Researchers used machine learning techniques, including natural language processing algorithms, to identify clinical concepts in radiologist reports for CT scans, according to a study conducted at the Icahn School of Medicine at Mount Sinai and published today in the journal Radiology. The technology is an important first step in the development of artificial intelligence that could interpret scans and diagnose conditions.

From an ATM reading handwriting on a check to Facebook suggesting a photo tag for a friend, computer vision powered by artificial intelligence is increasingly common in daily life. Artificial intelligence could one day help radiologists interpret X-rays, computed tomography (CT) scans, and magnetic resonance imaging (MRI) studies. But for the technology to be effective in the medical arena, computer software must be "taught" the difference between a normal study and abnormal findings.

This study aimed to train this technology how to understand text reports written by radiologists. Researchers created a series of algorithms to teach the computer clusters of phrases. Examples of terminology included words like phospholipid, heartburn, and colonoscopy.
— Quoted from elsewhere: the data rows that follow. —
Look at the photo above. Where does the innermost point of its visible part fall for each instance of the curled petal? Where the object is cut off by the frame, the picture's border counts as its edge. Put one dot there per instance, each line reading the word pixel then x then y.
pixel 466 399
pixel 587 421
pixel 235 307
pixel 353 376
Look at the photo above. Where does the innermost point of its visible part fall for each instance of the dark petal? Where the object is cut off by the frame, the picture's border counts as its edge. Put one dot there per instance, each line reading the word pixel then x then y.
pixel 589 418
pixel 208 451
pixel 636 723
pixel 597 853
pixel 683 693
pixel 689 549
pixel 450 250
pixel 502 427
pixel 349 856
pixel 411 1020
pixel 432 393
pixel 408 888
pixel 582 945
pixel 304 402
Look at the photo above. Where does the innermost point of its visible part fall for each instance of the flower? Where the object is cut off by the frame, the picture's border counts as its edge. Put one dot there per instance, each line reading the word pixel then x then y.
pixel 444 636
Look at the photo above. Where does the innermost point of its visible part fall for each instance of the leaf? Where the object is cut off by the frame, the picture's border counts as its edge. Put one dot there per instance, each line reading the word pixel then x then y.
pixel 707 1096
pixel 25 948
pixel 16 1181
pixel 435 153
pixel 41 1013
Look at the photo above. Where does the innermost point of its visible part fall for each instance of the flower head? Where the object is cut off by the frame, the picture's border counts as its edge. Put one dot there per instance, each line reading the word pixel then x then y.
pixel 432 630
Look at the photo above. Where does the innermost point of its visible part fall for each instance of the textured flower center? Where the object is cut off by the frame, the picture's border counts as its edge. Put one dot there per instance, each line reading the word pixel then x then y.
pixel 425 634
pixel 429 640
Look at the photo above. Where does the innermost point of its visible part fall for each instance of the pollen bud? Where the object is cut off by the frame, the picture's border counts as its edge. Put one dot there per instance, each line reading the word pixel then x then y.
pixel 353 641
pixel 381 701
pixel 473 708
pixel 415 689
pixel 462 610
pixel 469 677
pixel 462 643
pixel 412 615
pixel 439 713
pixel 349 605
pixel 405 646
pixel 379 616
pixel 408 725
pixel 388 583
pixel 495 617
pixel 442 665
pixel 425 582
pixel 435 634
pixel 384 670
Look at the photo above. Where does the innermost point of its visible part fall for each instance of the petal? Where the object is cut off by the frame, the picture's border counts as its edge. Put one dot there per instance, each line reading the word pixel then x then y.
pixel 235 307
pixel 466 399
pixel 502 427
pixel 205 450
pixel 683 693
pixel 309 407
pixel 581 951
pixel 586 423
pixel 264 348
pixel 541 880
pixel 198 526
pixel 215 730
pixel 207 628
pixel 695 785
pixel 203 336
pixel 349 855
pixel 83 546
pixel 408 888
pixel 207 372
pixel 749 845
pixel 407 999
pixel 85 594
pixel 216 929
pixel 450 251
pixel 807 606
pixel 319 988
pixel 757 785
Researchers trained the computer software using 96,303 radiologist reports associated with head CT scans performed at The Mount Sinai Hospital and Mount Sinai Queens between 2010 and 2016. To characterize the "lexical complexity" of radiologist reports, researchers calculated metrics that reflected the variety of language used in these reports and compared these to other large collections of text: thousands of books, Reuters news stories, inpatient physician notes, and Amazon product reviews.

"The language used in radiology has a natural structure, which makes it amenable to machine learning," says senior author Eric Oermann, MD, Instructor in the Department of Neurosurgery at the Icahn School of Medicine at Mount Sinai. "Machine learning models built upon massive radiological text datasets can facilitate the training of future artificial intelligence-based systems for analyzing radiological images."

Deep learning describes a subcategory of machine learning that uses multiple layers of neural networks (computer systems that learn progressively) to perform inference, requiring large amounts of training data to achieve high accuracy. Techniques used in this study led to an accuracy of 91 percent, demonstrating that it is possible to automatically identify concepts in text from the complex domain of radiology.

"The ultimate goal is to create algorithms that help doctors accurately diagnose patients," says first author John Zech, a medical student at the Icahn School of Medicine at Mount Sinai. "Deep learning has many potential applications in radiology -- triaging to identify studies that require immediate evaluation, flagging abnormal parts of cross-sectional imaging for further review, characterizing masses concerning for malignancy -- and those applications will require many labeled training examples."

"Research like this turns big data into useful data and is the critical first step in harnessing the power of artificial intelligence to help patients," says study co-author Joshua Bederson, MD, Professor and System Chair for the Department of Neurosurgery at Mount Sinai Health System and Clinical Director of the Neurosurgery Simulation Core.